Posted on:2008-03-26Degree:Ph.DType:Dissertation
University:Columbia UniversityCandidate:Meeker, LaurenFull Text:PDF
GTID:1445390005954591Subject:Cultural anthropology
Abstract/Summary:
This dissertation examines the relationship between national and local identity and its connection to the mechanics and politics of the circulation of culture in Vietnam. I investigate this issue through the lens of Vietnamese folk music, focusing in particular on quan ho&dotbelow;&dotbelow; folk song and cheo musical theater. These two folk forms are both well known in Vietnam beyond their localities of origin because of their extensive presence in the mass media and they have also been subject to the intervention of government officials and scholars concerned with preserving the disappearing cultural heritage of Vietnam. Consequently, they are powerful sites in which formations of state power, national and local identity, and modern subjectivity are contested in contemporary Vietnam. In the dissertation, I investigate how changing social practices of performance reflect upon wider societal changes from the revolutionary period up to the present day.
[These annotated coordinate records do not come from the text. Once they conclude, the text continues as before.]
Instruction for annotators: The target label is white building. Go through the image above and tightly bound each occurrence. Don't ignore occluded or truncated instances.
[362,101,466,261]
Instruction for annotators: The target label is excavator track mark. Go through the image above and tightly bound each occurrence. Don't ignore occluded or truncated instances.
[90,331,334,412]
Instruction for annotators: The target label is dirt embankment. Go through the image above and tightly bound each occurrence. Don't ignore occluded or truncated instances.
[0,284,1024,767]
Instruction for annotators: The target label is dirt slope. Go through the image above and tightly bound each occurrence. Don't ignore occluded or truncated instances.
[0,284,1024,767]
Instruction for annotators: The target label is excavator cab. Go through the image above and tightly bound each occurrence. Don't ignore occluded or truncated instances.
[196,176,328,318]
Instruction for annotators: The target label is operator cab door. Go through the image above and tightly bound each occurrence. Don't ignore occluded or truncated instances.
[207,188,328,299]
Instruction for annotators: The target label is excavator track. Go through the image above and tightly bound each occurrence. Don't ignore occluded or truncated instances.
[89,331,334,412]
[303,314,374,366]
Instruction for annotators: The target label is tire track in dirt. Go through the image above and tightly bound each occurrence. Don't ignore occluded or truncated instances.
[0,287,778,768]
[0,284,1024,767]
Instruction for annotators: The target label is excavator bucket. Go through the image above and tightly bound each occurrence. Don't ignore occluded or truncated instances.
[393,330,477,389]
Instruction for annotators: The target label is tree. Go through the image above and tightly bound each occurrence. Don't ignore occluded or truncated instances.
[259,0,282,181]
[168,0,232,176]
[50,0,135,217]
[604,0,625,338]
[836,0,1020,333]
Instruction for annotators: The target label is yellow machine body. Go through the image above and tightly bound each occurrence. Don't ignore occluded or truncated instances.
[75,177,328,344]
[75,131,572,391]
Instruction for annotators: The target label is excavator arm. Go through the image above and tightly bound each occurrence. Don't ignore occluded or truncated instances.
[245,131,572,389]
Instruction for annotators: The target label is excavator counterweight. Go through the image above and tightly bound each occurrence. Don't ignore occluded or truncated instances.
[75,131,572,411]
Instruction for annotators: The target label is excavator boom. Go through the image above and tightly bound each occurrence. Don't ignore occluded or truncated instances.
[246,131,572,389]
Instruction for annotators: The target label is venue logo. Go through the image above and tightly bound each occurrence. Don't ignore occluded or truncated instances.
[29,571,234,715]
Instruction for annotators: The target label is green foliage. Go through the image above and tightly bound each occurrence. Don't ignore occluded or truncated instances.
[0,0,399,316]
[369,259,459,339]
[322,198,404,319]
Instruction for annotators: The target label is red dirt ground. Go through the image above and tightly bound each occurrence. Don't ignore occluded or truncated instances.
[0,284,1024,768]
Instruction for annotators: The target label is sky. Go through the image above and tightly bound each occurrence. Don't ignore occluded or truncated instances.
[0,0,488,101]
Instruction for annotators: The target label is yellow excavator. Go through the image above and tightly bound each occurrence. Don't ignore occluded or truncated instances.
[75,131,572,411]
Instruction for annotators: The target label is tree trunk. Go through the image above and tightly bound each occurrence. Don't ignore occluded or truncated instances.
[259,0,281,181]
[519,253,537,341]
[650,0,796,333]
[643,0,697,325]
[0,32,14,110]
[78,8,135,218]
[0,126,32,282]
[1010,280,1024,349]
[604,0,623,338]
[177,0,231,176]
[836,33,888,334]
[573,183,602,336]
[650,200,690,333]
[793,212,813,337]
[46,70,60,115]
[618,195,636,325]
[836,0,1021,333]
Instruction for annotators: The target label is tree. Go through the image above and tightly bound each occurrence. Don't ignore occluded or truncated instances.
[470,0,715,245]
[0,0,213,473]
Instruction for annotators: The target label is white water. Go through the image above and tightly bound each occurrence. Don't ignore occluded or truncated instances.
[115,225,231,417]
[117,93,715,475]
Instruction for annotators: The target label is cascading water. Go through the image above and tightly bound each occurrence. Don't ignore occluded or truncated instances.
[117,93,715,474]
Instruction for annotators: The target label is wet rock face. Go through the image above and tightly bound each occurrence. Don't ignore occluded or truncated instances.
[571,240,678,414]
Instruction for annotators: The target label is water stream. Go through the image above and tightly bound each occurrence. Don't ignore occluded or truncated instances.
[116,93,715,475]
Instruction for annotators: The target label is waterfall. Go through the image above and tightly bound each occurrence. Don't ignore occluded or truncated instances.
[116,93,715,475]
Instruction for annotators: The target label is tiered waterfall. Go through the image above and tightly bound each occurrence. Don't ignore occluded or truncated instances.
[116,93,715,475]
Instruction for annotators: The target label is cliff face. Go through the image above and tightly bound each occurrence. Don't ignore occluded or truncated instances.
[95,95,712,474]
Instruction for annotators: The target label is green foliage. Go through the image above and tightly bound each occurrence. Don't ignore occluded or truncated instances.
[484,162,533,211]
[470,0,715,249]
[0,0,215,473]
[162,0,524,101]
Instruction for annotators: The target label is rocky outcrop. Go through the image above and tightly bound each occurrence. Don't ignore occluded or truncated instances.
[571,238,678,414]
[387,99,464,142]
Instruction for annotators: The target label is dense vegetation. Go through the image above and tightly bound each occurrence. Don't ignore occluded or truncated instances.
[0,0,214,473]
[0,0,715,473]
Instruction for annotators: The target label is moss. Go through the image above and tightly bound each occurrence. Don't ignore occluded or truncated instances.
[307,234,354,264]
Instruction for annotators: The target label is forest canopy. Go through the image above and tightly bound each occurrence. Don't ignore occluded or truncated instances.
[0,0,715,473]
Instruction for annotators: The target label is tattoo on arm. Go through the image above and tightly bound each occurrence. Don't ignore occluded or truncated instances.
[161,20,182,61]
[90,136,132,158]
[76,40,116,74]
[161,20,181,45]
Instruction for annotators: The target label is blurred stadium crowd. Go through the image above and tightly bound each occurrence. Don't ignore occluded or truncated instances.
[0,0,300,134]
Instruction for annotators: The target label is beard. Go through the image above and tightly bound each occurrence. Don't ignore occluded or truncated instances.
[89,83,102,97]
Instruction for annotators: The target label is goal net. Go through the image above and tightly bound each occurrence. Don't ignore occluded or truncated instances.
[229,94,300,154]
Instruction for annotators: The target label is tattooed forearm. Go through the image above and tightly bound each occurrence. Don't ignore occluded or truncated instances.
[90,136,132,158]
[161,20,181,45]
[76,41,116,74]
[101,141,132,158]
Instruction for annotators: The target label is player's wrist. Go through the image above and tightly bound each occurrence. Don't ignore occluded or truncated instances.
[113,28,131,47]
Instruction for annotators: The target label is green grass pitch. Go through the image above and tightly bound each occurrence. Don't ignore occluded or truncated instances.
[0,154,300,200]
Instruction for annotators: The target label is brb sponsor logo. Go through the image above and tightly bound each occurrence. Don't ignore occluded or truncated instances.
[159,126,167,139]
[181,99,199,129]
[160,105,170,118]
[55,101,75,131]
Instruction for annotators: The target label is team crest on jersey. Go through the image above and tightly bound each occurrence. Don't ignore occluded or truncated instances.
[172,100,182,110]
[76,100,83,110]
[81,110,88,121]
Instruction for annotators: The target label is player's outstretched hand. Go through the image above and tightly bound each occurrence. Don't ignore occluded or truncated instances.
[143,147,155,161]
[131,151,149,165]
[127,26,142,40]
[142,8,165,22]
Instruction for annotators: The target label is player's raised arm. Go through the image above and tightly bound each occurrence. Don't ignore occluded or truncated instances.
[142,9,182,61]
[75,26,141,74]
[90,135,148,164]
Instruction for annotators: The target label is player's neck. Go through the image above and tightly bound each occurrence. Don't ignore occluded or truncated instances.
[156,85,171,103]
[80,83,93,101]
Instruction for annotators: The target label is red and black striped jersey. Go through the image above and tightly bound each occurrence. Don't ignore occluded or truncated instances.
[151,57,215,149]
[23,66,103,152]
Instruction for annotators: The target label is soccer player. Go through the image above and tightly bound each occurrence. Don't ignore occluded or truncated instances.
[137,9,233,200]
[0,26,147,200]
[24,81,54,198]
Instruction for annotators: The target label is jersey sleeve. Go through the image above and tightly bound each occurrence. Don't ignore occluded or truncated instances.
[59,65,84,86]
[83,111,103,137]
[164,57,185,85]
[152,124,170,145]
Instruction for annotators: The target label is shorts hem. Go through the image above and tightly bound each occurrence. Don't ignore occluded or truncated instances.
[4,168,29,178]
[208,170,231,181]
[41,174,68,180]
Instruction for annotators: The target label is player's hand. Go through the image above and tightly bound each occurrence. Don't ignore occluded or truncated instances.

To do so, I examine compositional practices, embodied practices in performance, the mass mediation and professionalization of folk music, and the staging of culture. In this context, I engage directly with two main areas of broad anthropological and interdisciplinary import. First, I am concerned with the formation and structure of ethnographic knowledge and its role in state formation and national identity. In particular, I demonstrate how discourses of locality and local identity become crucial to broader definitions of national identity in post-revolutionary Vietnam. Second, I address how the concept of tradition emerges as an object in modernity only after its initial "disappearance." I argue that Vietnamese folk culture has returned as a representation of itself in the post-reform era particularly in its instantiation as "cultural heritage." Today folk culture is re-staged in the very places in which it is said to have originated but these re-stagings are now marked as national, as Vietnamese (as opposed to simply local) and, most recently, as "heritage.".